Friday, November 4, 2016

Nothing Much

Apollinaire (wounded)
The French soldier Guillaume Apollinaire was thirty-five when he volunteered for military service in December of 1914. Born as the illegitimate son of a Russo-Polish woman who lived in Rome's Vatican, Apollinaire moved to Paris in his twenties, was arrested (wrongly) for the theft of the Mona Lisa from the Louvre, and counted among his artist friends and collaborators Marc Chagall, Marcel Duchamp, Gertrude Stein, and Pablo Picasso. In both his life and art, Apollinaire was a freethinking, bohemian adventurer.

In a poem written shortly after war broke out, Apollinaire wrote, “Nations hurled together so they might learn to know one another,” and as poet Tony Hoagland remarks, “Apollinaire's definition of war as a kind of terrible blind date is comic, cosmic, and, on one level, terribly true.”* Restless and intense, Apollinaire's poem “Nothing much” (in French, “Peu de chose”) races from thought to thought with the rapidity of machine-gun fire, mirroring the surreal nature of everyday life in a war zone.

Nothing Much                                                      Peu de chose

How many d’you reckon we’ve killed                    Combien qu’on a pu en tuer
Christ                                                                  Ma foi
It’s weird it doesn’t affect us                                 C’est drôle que ça ne vous fasse rien
Christ                                                                  Ma foi
A slab of chocolate for our German friends Une tablette de chocolat aux Boches
Fire by Christ                                                      Ma foi Feu
A camembert for their gunners                              Un camembert pour le logis aux Boches
Fire by Christ                                                      Ma foi Feu
Each time you say fire! the word                           Chaque fois que tu dis feu! Le mot
      becomes steel that explodes far off                      se change en acier qui éclate là-bas
Christ                                                                 Ma foi
Take cover                                                          Abritez-vous
Christ                                                                 Ma foi
Kra                                                                     Kra
The bastards are answering back                           Ils répondent les salauds
Strange language by Christ                                  Drôle de langage ma foi

           --Guillaume Apollinaire, trans. Martin Sorrell

The poem begins with a casual question, tossed over the shoulder to a comrade while staring at the enemy’s trenches, or perhaps muttered over a shared cigarette during an artillery barrage. Almost immediately, the conversation is interrupted by the cry of “Christ,” the name both an obscenity and a prayer, its contradictory meanings simultaneously true. Under fire, men experience multiple moments in a heartbeat, and diverse realties clash in sudden violence.

Stereoscopic photo
The tone of the poem is jumpy and uneven, mimicking the jerky movements of soldiers in early silent films and the twitching nerves that come from living under shellfire. The abrupt shifts in thought also reflect the men’s sense of chaos and dislocation. With nearly all punctuation removed from the poem, normal coherence and meaning making are also a struggle. Both the poem and the war have created an uncertain and ever-changing world.

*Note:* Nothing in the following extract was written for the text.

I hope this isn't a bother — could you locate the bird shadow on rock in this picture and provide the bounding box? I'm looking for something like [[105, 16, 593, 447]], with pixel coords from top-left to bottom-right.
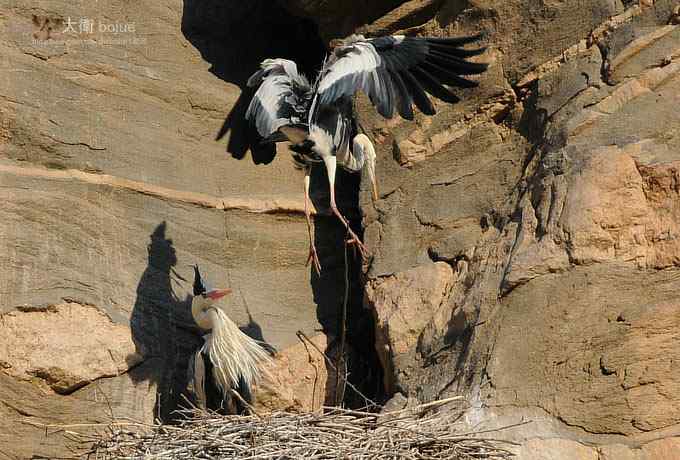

Although constantly interrupted, the French soldiers reflect upon the ways the war is affecting their psyches: even as they kill countless other men, they curiously note that nothing seems to have changed, either in the war or in themselves. The men toy with the idea of offering chocolate and camembert to their German enemies, perhaps recalling the spontaneous exchange of food and drink during the Christmas Truce of 1914. And yet interrupting the consideration of these gift is the order, “Fire, by Christ!”  Any imagined reconciliation with the enemy is disrupted by the sharing of an altogether different kind of gift that is blasted into the lines of the German ‘friends.’ The command – fire! – is itself a weapon as “the word becomes steel that explodes far off.” Each blast of artillery begins with language, and in this war, words are twisted and used to prolong the suffering. It is no wonder that even a casual conversation between soldiers is shot through with uneasy tension.
French war poster

The Germans “answer back” in this strange language of war. Up and down the Front, the guns speak with their own voices, often drowning out the whispers, muttered curses, and talk of the soldiers. Cannons roar, rifles bark, and nothing can be heard above the answering volley of the enemy’s fire. A strange language indeed.

Perhaps most unsettling is the poem’s title, “Nothing much,” or in the French, “Peu de chose.” The title makes light of the horrors of war, proclaiming that they are, after all, “nothing much.” Perhaps the greatest violence done to the men is that they have been made numb to the terror and death that surround them.

* Tony Hoagland, “I Seem to Be at a Great Feast: The War Poems of Guillaume Apollinaire,” American Poetry Review, July/August 2014.